A mulher ajudou-a a se levantar assim que uma multidão passou correndo por elas. Conduziu-a até o fundo do saguão, onde ficava a entrada principal do prédio, fora de uso em dias de grande comoção popular, depois voltou às pressas à sala do julgamento. A gigantesca porta de madeira estava aberta, assim como o gradil de ferro, e o céu nublado parecia acenar para que ela saísse.

Samantha cambaleou para a rua e deu de cara com uma matilha ensandecida de repórteres e fotógrafos.

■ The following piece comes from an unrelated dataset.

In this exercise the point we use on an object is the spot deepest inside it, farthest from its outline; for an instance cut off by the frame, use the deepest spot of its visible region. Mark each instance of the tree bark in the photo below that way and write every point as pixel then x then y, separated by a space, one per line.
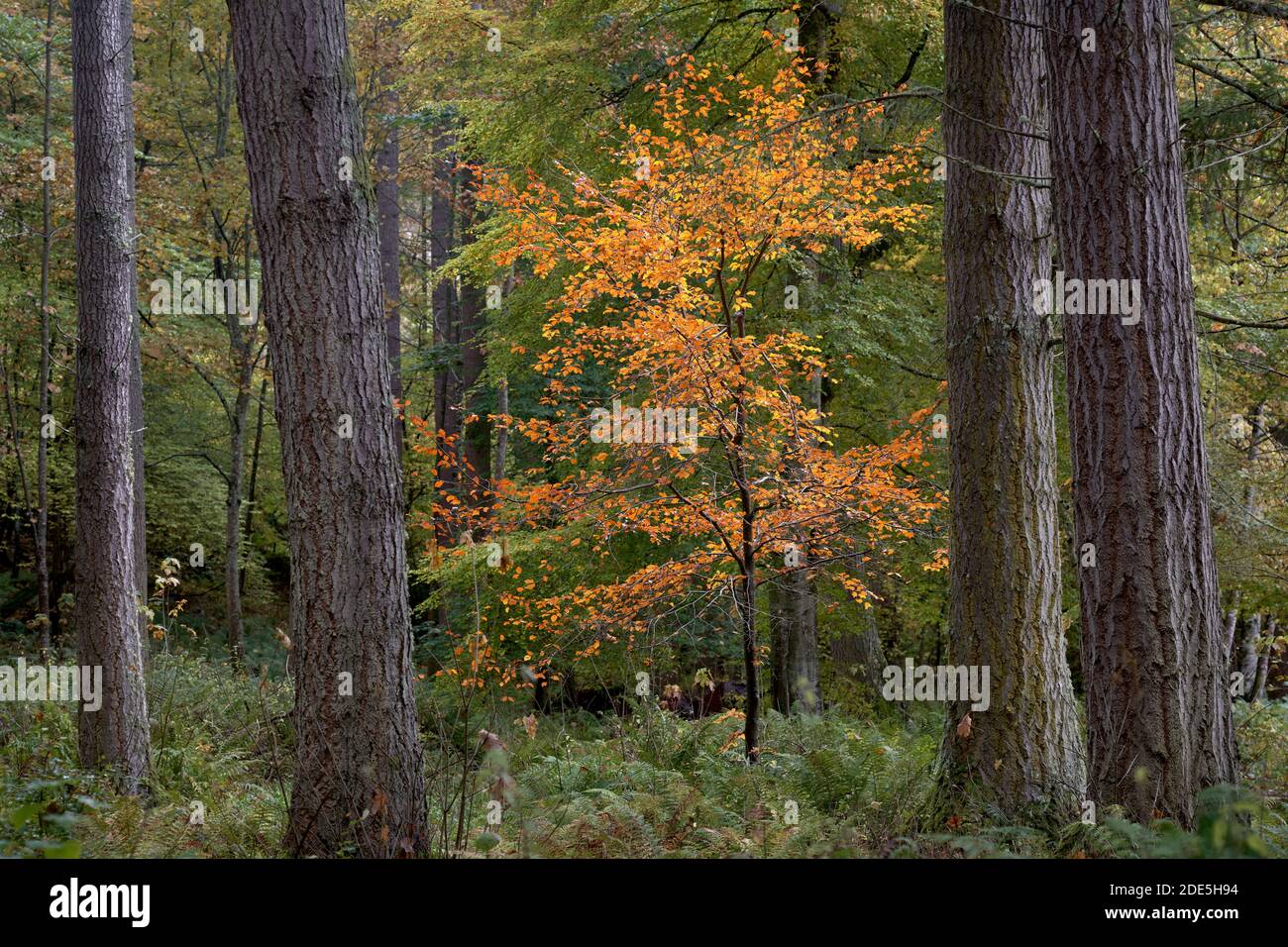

A cena não teria sido mais perfeita caso ela tivesse posado deliberadamente: a bela jurada com seu vestido branco respingado de sangue, encimada pelo frontão em que o Anjo Escriba, ladeado pelas virtudes Força e Verdade, preparava sua interminável lista de pecadores para enviar ao chefe celeste. Dando as costas para o espocar ofuscante dos flashes, ela olhou para o alto e leu o que estava talhado na pedra da arquitrave, acima das quatro colunas que sem dúvida estavam ali para sustentar o peso metafórico das palavras:

DEFENDER OS FILHOS DOS POBRES & PUNIR OS MALFEITORES

Diante daquilo ela sentiu um peso no coração, achando que de algum modo havia negligenciado seu dever de cidadã. Seria mesmo possível botar a mão no fogo por Khalid? Que motivos ela realmente tinha para acreditar na inocência dele tão inequivocamente quanto o detetive acreditava na culpa? Olhando de novo para a imagem do anjo encapuzado, ficou com a impressão de que ele havia acabado de anotar o nome dela no livro que trazia sobre o colo.

Samantha Boyd também havia sido julgada.